>> "better than water" mats
>> "As Seen On TV" infomercials ... absorb water 10 times better than sponges.?
?? I don't know of them, but I have seen "official" capillary mats that were built for the purpose of watering a whole shelf of pots. I'm still hoping to find a cheaper DIY version.
Is the TV super-sponge like the water holding crystals / gel that some people add to soil to hold more water? Without knowing anything about it, I wonder what advantage it has over plain old water sitting in the tray?
If it can provide water without changing the water level as the plants drink it, that would be an advantage. As long as the water DOES drain back out of the super-sponge as plants drink it!
It think the commercially-made kits for unattended cap-mat-watering handle the water level changing by propping the plants up above the water level and dangle the cap mat down into a big tray that holds enough water to last through a whole vacation.
I have a cat-watering-gadget that is basically a bottle inverted so that its only opening is under water in a shallow tray that the cat can drink from. When the water level drops below the opening, it goes "glug" like a water cooler and the tray fills back up until the opening is under water again.
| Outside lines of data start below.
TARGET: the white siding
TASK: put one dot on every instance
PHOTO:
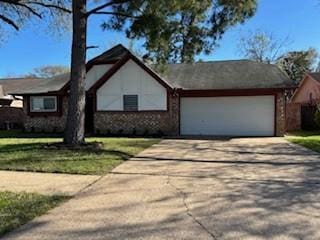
(131, 79)
(229, 116)
(95, 73)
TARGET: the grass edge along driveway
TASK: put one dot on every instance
(308, 139)
(17, 209)
(29, 153)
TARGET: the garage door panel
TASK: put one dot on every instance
(234, 116)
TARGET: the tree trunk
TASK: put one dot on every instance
(74, 134)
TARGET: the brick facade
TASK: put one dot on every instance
(140, 123)
(46, 123)
(135, 123)
(293, 116)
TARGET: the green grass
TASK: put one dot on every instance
(18, 208)
(25, 152)
(308, 139)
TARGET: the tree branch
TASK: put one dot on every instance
(9, 21)
(50, 6)
(115, 13)
(97, 9)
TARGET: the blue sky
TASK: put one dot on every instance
(30, 48)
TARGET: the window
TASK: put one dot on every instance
(43, 104)
(130, 102)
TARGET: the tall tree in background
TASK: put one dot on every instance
(174, 30)
(49, 71)
(185, 28)
(262, 47)
(152, 20)
(297, 63)
(15, 13)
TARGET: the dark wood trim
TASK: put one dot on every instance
(57, 113)
(139, 111)
(179, 129)
(275, 114)
(91, 63)
(151, 72)
(228, 92)
(118, 65)
(93, 89)
(128, 112)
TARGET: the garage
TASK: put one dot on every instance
(228, 116)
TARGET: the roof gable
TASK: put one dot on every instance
(121, 63)
(234, 74)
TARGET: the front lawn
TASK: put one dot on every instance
(29, 153)
(308, 139)
(18, 208)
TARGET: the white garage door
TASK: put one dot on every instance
(227, 116)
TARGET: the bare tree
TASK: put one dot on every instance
(262, 47)
(297, 63)
(49, 71)
(15, 13)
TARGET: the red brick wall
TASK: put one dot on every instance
(166, 122)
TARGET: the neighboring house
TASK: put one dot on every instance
(125, 96)
(300, 109)
(11, 112)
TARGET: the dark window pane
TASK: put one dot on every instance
(130, 102)
(49, 103)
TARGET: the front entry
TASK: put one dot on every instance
(89, 118)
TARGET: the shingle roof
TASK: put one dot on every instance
(10, 85)
(113, 54)
(315, 75)
(234, 74)
(53, 84)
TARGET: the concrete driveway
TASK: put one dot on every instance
(254, 188)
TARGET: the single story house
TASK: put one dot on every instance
(302, 105)
(11, 112)
(127, 96)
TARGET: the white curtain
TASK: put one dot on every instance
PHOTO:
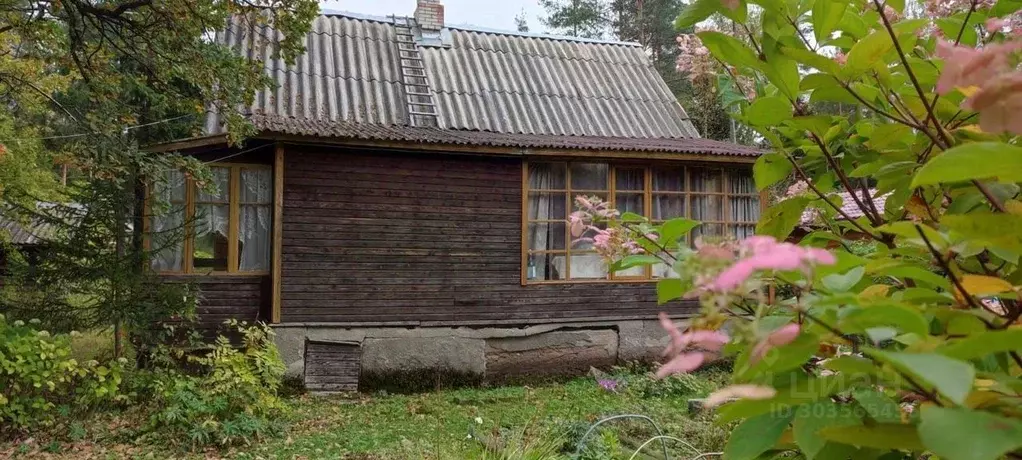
(547, 206)
(594, 179)
(707, 208)
(254, 214)
(744, 202)
(167, 223)
(213, 214)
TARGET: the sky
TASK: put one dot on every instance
(489, 13)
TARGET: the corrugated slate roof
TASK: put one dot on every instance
(344, 130)
(490, 88)
(848, 206)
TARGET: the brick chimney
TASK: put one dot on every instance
(429, 14)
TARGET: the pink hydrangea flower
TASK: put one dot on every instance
(965, 66)
(780, 337)
(999, 104)
(995, 25)
(690, 350)
(764, 252)
(576, 222)
(744, 392)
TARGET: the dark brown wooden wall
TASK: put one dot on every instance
(242, 297)
(388, 237)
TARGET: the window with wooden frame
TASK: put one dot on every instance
(222, 229)
(725, 200)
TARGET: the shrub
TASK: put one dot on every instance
(39, 379)
(904, 345)
(231, 398)
(682, 385)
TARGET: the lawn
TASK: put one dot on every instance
(540, 421)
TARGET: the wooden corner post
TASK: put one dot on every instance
(278, 231)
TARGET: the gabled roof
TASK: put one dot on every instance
(491, 88)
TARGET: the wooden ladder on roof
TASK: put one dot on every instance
(418, 95)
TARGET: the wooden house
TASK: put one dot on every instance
(403, 204)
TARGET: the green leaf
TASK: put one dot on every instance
(950, 377)
(696, 12)
(989, 229)
(676, 228)
(806, 57)
(1005, 7)
(809, 419)
(781, 219)
(635, 260)
(783, 73)
(818, 125)
(826, 15)
(729, 49)
(769, 110)
(900, 317)
(968, 434)
(867, 53)
(886, 435)
(984, 343)
(879, 406)
(771, 169)
(739, 14)
(780, 359)
(842, 283)
(632, 217)
(755, 435)
(668, 289)
(887, 135)
(800, 393)
(972, 161)
(918, 274)
(850, 365)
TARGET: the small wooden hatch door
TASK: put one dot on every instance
(332, 366)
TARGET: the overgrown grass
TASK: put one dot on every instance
(509, 422)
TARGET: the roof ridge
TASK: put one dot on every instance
(324, 76)
(582, 59)
(482, 29)
(563, 96)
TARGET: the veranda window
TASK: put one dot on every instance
(725, 199)
(223, 230)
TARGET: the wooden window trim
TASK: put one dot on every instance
(234, 206)
(648, 195)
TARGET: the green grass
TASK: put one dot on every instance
(445, 424)
(509, 422)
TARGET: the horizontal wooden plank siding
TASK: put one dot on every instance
(376, 237)
(226, 296)
(332, 367)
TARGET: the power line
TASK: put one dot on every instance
(126, 129)
(236, 153)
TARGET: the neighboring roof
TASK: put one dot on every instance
(848, 206)
(439, 136)
(490, 88)
(26, 234)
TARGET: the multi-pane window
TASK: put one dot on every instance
(224, 227)
(724, 199)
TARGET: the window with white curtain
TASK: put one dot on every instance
(223, 227)
(725, 199)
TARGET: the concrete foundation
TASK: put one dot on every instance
(482, 354)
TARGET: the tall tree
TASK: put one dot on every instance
(89, 82)
(651, 24)
(520, 24)
(587, 18)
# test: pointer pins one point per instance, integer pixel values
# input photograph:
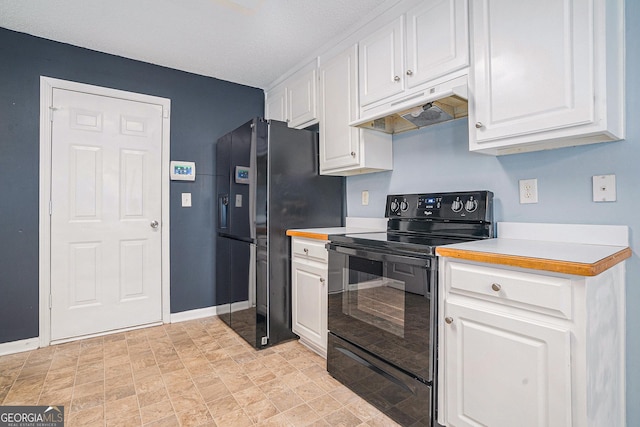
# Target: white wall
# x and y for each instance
(436, 159)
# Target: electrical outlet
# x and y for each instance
(365, 198)
(186, 200)
(528, 191)
(604, 188)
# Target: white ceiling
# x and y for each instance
(252, 42)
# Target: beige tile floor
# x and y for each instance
(184, 374)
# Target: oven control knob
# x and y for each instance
(456, 206)
(471, 205)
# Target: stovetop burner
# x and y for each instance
(418, 223)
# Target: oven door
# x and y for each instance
(384, 303)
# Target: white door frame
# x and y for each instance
(47, 84)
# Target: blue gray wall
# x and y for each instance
(202, 109)
(437, 159)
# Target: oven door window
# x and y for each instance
(383, 306)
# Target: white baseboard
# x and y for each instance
(199, 313)
(19, 346)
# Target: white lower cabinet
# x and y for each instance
(309, 292)
(522, 347)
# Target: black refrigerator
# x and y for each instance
(267, 182)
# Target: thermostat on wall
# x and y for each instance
(182, 171)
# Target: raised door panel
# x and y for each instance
(339, 142)
(381, 59)
(437, 40)
(532, 68)
(302, 99)
(275, 106)
(501, 371)
(309, 298)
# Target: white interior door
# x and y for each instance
(105, 200)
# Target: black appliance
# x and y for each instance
(267, 182)
(383, 288)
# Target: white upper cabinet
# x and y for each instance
(545, 74)
(437, 40)
(295, 100)
(346, 150)
(434, 34)
(302, 98)
(275, 104)
(381, 63)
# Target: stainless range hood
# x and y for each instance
(441, 103)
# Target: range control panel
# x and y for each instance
(468, 206)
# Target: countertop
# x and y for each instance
(324, 233)
(560, 257)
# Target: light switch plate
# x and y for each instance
(365, 198)
(528, 190)
(604, 188)
(186, 200)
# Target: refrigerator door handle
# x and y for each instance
(223, 211)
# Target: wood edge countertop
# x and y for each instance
(324, 233)
(536, 263)
(308, 234)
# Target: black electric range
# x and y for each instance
(382, 302)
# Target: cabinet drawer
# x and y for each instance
(535, 292)
(309, 249)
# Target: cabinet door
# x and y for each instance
(381, 63)
(302, 99)
(275, 105)
(339, 142)
(502, 371)
(437, 40)
(309, 300)
(532, 70)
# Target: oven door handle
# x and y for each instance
(379, 256)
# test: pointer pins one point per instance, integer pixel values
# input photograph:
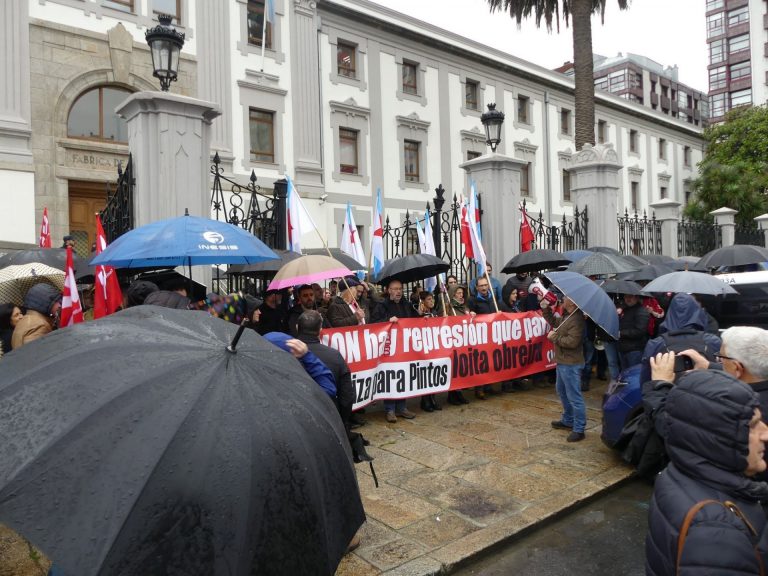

That might work, too, if you can prop a water bottle over each tray and they don't tip over!
I always thought it would be cool to set a gallon jug or 3-gallon jug on a shelf above the trays, and lead cotton wicks down from the jug into each tray. The wicks would have to be very carefully sized to transport enough water up and over the lip of the jug, then down to each tray so that plants didn't dry out ... and trays didn't overflow and flood my bedroom. In other words, "cool but stupid". Or at least impractical.
It's probably much better to imitate the commercial "self-watering trays" and leave a quart or two of shallow reservoir UNDER the pots, and let a big wick pull water UP on demand from the plants. If you're like me, you would rather invent something better or at least DIFFERENT, but I think the existing design would be hard to beat.
If I could think of a cheap and reliable sensor for detecting water level down to a fraction of a millimeter, I could imagine an automated system with computer controlled solenoid valves and a small water pump and lots of tubing and wires. Except for the software and testing and maintenance and electrocution protection, it MIGHT be made as cheap as a few hundred dollars, but probably not as reliable as the existing much cheaper commercial systems. Sigh.